According to Bible history, King David refused to heed God's command not to number the people. Instead, he allowed Satan to "provoke" him into counting the numerical strength of the Israelites, despite the warning of Joab, captain of David's army. It is related further: "And God was displeased with this thing; therefore he smote Israel."I Chron. 21:7;
God is infinite good and does not punish us. But there is a practical spiritual message behind the warning to David: rely on human personality and material resources and your spiritual capacity to heal is "smitten" by a physical sense of God and man.

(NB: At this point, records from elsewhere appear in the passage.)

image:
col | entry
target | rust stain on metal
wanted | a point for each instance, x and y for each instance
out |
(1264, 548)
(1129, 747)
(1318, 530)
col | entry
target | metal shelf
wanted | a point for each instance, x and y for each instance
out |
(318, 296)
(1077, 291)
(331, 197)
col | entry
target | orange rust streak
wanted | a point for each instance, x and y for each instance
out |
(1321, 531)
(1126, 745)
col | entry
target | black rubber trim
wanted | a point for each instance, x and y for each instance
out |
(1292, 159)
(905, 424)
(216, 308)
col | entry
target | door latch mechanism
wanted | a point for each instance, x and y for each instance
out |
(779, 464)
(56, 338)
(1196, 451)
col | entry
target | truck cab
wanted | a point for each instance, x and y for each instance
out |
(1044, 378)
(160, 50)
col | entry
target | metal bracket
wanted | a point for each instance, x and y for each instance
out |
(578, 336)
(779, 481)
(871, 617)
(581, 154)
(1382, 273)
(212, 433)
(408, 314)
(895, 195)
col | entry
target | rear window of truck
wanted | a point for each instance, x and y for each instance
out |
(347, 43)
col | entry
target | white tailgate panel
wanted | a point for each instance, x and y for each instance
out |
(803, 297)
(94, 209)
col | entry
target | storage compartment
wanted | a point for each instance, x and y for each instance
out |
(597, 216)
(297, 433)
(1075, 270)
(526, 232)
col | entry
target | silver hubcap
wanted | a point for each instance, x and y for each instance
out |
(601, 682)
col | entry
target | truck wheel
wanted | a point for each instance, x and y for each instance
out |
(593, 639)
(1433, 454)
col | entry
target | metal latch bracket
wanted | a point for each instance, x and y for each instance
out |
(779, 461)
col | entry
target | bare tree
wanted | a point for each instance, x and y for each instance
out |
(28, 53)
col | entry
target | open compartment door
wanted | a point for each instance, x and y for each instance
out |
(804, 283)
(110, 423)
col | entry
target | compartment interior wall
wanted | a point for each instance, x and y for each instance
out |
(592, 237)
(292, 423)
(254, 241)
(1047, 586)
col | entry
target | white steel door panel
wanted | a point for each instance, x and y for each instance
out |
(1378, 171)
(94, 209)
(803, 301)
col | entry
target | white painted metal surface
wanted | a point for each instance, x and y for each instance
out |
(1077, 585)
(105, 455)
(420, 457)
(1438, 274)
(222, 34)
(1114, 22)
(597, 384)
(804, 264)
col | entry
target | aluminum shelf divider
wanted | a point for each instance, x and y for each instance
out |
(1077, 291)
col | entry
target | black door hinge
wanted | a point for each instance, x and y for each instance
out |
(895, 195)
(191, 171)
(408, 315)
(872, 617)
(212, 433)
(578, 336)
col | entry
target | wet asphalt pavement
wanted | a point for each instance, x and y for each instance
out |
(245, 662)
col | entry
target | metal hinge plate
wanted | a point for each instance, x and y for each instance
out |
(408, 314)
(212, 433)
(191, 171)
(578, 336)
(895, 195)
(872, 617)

Mrs. Eddy, to protect her Church— and its mission to restore primitive Christian healing—from the temptation of the human mind to look at all things materially, wrote a By-Law entitled "Numbering the People." It reads: "Christian Scientists shall not report for publication the number of the members of The Mother Church, nor that of the branch churches. According to the Scripture they shall turn away from personality and numbering the people."Manual of The Mother Church, Art. VIII, Sect. 28;
Numbers generally are considered very important in measuring success. Multitudes thronged Christ Jesus, and many others were converted to Christianity by Paul and the apostles. God's spiritual healing was attractive to a people hungering for freedom from want, sickness, and sin. But was it the primary goal of Jesus and the early Christians to attract multitudes of people? Did they see themselves as a small group of physical personalities attracting large numbers of other personalities?
The drawing of the multitudes was a result of clear spiritual perception and demonstration by Jesus and the early Christians. They discerned the healing and saving power of the ever-present kingdom of heaven. They measured their effectiveness by how conscious they were of the all-power of God, good, and the illegitimacy of evil. To the degree that they were conscious that man is God's perfect image, they proved God's infinite spiritual individuality. To that same degree they destroyed the concepts that would label man as sensual, selfish, unreceptive to spiritual ideas, to healing, and therefore to divine worship.
Had Jesus and his followers held materialistic perceptions of man, they would have placed limitations on their work and appealed to few. Instead, their demonstration of error's falsity illustrated what Mrs. Eddy later perceived: "The realization that all inharmony is unreal brings objects and thoughts into human view in their true light, and presents them as beautiful and immortal."Science and Health, p. 276; To the Master, success in his mission was not a case of how many people he could get to come to him. He was doing his Father's will by bringing "objects and thoughts into human view in their true light."
It is our job to be clearsighted enough to see everyone's true individuality, the natural, divine qualities of man that also make up the true idea of Church. If our church is short on members, it may be our limited, physical view of God and man that is restricting our demonstration. We may be striving to fill a structure with physical personalities. What is needed is a pure sense of Church, which is gained through a true sense of God and man. Mrs. Eddy says: "God is individual and personal in a scientific sense, but not in any anthropomorphic sense. Therefore man, reflecting God, cannot lose his individuality; but as material sensation, or a soul in the body, blind mortals do lose sight of spiritual individuality."ibid., pp. 336-337.
This passage, carefully examined, suggests several questions. "How do I see God—as someone with human traits showing personal favoritism?" "Do I see man reflecting human traits of this anthropomorphic God, some good and some bad?" Or, "Do I see God as the divine presence imparting impartially His spirituality to man?" And, "Am I becoming more conscious of everybody's ability to be aware of his own God-given individuality?"
If we lose our correct sense of God, we lose our correct sense of ourselves and others, thus becoming "blind mortals" who are immersed in personality and have lost the ability to recognize those who would be attracted to our churches and fill them. The first step in overcoming any such blindness is to deny any sense of God as human or man as material. Then, we must never identify as man any thought or action that is hateful, fearful, skeptical, vain, ignorant, or stubborn. These suggestions should be replaced with the qualities that identify all as children of God: spiritual strength, joy, wisdom, and love. Human personality and numbering the people will in this way lose importance because we are too busy appreciating such spiritual qualities in all individuals. And the power of divine Science realized will draw the receptive to our churches.